By Kevin Forestieri, Mountain View Voice, July 28, 2019
“A lawsuit filed against the city of Los Altos alleges that city staff — and later the City Council — illegally blocked a housing project that complied with California’s new by-right housing law.
“The civil suit, filed on June 12 by the California Renters Legal Advocacy and Education Fund (CaRLA), contends that a proposed development in downtown Los Altos qualified for streamlined approval for housing projects under Senate Bill 35, legislation passed in 2017 to boost housing growth across the state. The project proposed building a mixed-use building at 40 Main St. with 15 housing units, but was shot down in April after the City Council concluded it didn’t meet the criteria to skip the normal planning process.
“CaRLA [alleges] city leaders violated SB 35 by failing to cite an ‘objective’ rationale for blocking a project they didn’t like.

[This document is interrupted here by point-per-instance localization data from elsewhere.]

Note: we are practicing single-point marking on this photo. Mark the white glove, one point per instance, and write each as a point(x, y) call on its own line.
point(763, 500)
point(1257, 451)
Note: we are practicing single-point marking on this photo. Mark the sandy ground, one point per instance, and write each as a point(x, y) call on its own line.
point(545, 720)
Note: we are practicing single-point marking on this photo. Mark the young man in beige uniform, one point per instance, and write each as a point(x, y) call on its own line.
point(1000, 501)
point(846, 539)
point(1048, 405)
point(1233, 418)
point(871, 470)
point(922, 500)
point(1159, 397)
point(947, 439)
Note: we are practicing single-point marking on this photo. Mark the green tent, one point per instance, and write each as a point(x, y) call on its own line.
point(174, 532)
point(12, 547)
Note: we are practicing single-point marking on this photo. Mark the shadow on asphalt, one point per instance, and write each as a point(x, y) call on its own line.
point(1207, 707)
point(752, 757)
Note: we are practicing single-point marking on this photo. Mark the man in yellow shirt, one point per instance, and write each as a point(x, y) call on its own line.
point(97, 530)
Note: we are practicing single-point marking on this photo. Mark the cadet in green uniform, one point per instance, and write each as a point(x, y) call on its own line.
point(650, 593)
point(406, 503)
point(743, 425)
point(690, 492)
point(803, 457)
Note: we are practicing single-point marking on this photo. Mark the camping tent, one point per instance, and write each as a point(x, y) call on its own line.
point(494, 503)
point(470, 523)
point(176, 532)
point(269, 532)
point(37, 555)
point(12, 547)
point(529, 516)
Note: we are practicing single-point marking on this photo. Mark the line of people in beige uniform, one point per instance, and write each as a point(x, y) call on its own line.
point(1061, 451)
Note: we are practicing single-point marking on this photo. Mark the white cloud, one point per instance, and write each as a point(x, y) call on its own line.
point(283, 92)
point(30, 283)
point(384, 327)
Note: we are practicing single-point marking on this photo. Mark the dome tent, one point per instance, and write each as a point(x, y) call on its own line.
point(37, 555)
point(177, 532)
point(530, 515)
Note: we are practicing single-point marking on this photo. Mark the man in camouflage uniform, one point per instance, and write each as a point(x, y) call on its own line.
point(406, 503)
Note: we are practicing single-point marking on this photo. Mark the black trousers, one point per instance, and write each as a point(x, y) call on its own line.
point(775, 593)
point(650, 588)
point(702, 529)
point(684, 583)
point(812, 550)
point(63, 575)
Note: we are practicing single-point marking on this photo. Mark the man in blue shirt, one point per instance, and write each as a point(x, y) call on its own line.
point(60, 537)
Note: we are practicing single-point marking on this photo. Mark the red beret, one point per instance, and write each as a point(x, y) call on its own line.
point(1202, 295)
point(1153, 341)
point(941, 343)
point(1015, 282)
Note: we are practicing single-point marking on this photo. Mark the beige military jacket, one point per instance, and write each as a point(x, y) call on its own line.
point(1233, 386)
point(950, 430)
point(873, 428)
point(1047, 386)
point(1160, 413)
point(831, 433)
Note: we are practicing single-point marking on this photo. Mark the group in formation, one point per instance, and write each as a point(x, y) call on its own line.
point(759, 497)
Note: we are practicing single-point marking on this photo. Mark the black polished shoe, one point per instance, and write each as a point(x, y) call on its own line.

The suit seeks to void Los Altos’ denial of the project and compel the city to approve the application.
“This is one of the first lawsuits in California challenging denial of a project based on SB 35, the group’s lawyers say, giving it the potential for a precedent-setting judgment.
“The project has a history spanning 12 years, with the owners having been denied by the city multiple times. [A big] change came last November, when the all-office project was scrapped in favor of a mixed-use development with 15 apartments, seeking to capitalize on streamlined approval of housing projects that provide enough affordable units, with two-thirds of the development for residential uses.
“City planning staff in December swiftly rejected the idea that the proposal was subject to SB 35, arguing the application was incomplete; the project did not meet parking standards for the area; fell short of required two-thirds residential uses; and at five stories, was far too tall and dense to meet zoning standards for downtown Los Altos. At an appeal hearing on April 9, the City Council denied streamlined approval of the project.
“CaRLA attorneys believe Los Altos failed, within a 60-day window set forth under SB 35, to cite objective standards that the project proposal violated, and dug up a handful of new standards with which the project allegedly conflicted.
“Sonja Trauss, a plaintiff in the case and co-executive director of CaRLA, said the proposed project in Los Altos should be seen as an example of SB 35 working — getting the owners to convert an all-office project into a primarily residential development in the midst of a regional housing crisis.
“Trauss believes the case could be an opportunity to get a judge to say the 60-day timeline under SB 35 must be enforced. It would also signal to cities that the bevy of new state [housing] laws [will be] harder to ignore.”